In a written statement to the House of Commons today, Mr Vara said the government would delay “for the time being” implementation of sections 44 and 46 of the Legal, Sentencing and Punishment of Offenders Act 2012 for insolvency cases.

“Accordingly, no win no fee agreements in insolvency proceedings will continue for the time being to operate on a pre-LASPO Act basis, with any conditional fee agreement success fees and after the event insurance premiums remaining recoverable from the losing party.

“We will consider the appropriate way forward for insolvency proceedings and will set out further details later in the year.”

Mr Vara said the government had made a priority of addressing the high costs of civil litigation in England and Wales through LASPO, but had agreed to delay implementation of sections 44 and 46 until April 2015.

“This delay was to give insolvency practitioners and other interested parties time to prepare for and adapt to the changes. However, the government now agrees that more time is needed.”

Having initially shown no intention of changing its position on the exemption, the first sign of movement came last month after Conservative peer Lord Flight, citing R3’s lobbying, laid an amendment to the Small Business, Enterprise and Employment Bill that would make the exemption permanent.

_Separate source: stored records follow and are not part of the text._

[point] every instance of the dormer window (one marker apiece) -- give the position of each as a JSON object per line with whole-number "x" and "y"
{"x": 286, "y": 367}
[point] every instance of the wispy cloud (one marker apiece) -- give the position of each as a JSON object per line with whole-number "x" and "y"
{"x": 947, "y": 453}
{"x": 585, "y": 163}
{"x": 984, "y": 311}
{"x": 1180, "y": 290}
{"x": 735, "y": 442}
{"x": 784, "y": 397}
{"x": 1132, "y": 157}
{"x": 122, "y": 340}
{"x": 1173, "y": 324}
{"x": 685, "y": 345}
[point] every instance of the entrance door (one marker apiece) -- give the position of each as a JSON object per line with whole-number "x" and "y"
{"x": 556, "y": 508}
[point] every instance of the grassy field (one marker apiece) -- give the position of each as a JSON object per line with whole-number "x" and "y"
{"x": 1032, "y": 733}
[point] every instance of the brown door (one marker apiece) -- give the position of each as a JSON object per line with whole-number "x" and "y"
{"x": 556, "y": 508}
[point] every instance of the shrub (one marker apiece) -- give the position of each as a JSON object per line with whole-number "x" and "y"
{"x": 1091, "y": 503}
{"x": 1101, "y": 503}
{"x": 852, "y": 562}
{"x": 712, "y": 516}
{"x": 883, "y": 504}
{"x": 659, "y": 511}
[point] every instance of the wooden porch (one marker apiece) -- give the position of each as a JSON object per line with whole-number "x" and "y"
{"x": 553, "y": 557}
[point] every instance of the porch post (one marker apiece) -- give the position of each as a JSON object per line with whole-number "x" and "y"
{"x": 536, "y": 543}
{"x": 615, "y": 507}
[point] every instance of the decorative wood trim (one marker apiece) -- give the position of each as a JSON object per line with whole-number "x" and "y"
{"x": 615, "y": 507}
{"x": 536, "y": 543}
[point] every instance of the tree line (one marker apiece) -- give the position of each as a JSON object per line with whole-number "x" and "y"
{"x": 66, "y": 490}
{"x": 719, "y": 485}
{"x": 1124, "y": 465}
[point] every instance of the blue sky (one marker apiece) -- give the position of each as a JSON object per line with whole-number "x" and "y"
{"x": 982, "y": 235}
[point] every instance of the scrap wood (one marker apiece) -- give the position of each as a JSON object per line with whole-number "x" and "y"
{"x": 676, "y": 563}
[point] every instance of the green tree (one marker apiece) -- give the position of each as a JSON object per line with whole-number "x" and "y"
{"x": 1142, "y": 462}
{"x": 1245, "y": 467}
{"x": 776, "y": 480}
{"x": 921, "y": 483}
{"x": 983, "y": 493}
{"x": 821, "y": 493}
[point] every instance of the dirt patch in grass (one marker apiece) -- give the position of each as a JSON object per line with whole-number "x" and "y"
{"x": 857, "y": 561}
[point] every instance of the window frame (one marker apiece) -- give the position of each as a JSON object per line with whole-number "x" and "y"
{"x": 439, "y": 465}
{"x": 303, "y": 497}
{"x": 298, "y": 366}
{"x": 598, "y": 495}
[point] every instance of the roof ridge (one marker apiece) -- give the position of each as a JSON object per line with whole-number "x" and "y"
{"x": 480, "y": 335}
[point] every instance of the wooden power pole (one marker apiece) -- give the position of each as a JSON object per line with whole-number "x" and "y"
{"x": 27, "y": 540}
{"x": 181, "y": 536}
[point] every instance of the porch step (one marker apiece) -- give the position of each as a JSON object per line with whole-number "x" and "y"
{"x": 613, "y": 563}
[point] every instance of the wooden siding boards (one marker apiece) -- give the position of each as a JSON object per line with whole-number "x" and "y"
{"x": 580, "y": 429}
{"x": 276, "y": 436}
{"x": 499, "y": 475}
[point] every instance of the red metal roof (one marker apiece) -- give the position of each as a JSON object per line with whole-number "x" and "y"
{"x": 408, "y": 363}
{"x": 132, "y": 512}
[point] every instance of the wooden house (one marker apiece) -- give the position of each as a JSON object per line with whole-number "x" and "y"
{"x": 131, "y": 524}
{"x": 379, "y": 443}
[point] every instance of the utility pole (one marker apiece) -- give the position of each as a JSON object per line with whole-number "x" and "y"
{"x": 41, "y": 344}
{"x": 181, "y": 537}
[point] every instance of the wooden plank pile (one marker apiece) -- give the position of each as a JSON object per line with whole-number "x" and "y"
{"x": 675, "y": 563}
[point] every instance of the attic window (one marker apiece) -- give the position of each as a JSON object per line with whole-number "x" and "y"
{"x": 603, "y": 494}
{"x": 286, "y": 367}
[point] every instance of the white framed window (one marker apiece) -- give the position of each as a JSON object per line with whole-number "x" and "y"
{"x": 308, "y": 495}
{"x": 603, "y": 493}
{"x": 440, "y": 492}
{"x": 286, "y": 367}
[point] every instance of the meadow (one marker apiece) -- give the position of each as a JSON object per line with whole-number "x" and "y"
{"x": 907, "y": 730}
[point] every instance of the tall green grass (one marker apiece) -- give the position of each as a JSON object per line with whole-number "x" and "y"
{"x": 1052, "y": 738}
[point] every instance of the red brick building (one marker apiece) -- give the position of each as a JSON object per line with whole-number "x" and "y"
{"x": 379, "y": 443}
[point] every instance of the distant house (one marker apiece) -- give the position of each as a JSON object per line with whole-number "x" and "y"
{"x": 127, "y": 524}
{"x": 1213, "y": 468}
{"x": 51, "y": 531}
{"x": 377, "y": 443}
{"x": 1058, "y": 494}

Business minister Baroness Neville-Rolfe said she noted the concerns that litigation brought on behalf of insolvent estates has some differences in principle to other types of litigation, and about the potential impacts on litigation practice on behalf of insolvent estates.

“I have heard what has been said and, if I may, I will take this amendment away and consider it urgently with colleagues in the Ministry of Justice in time for report stage.”

A coalition of business groups wrote to David Cameron in October, warning him that ending the exemption on 1 April 2015 could cost creditors over £160m per year – “with rogue directors the big beneficiaries” because only the largest creditors would be able to afford to pursue litigation.

The letter – also sent to Chancellor George Osborne, business secretary Vince Cable and justice secretary Chris Grayling – was signed by R3, the Institute of Credit Management, the British Property Federation, the Institute of Chartered Accountants in England and Wales, the Association of Chartered Certified Accountants, and the Institute of Chartered Accountants Scotland.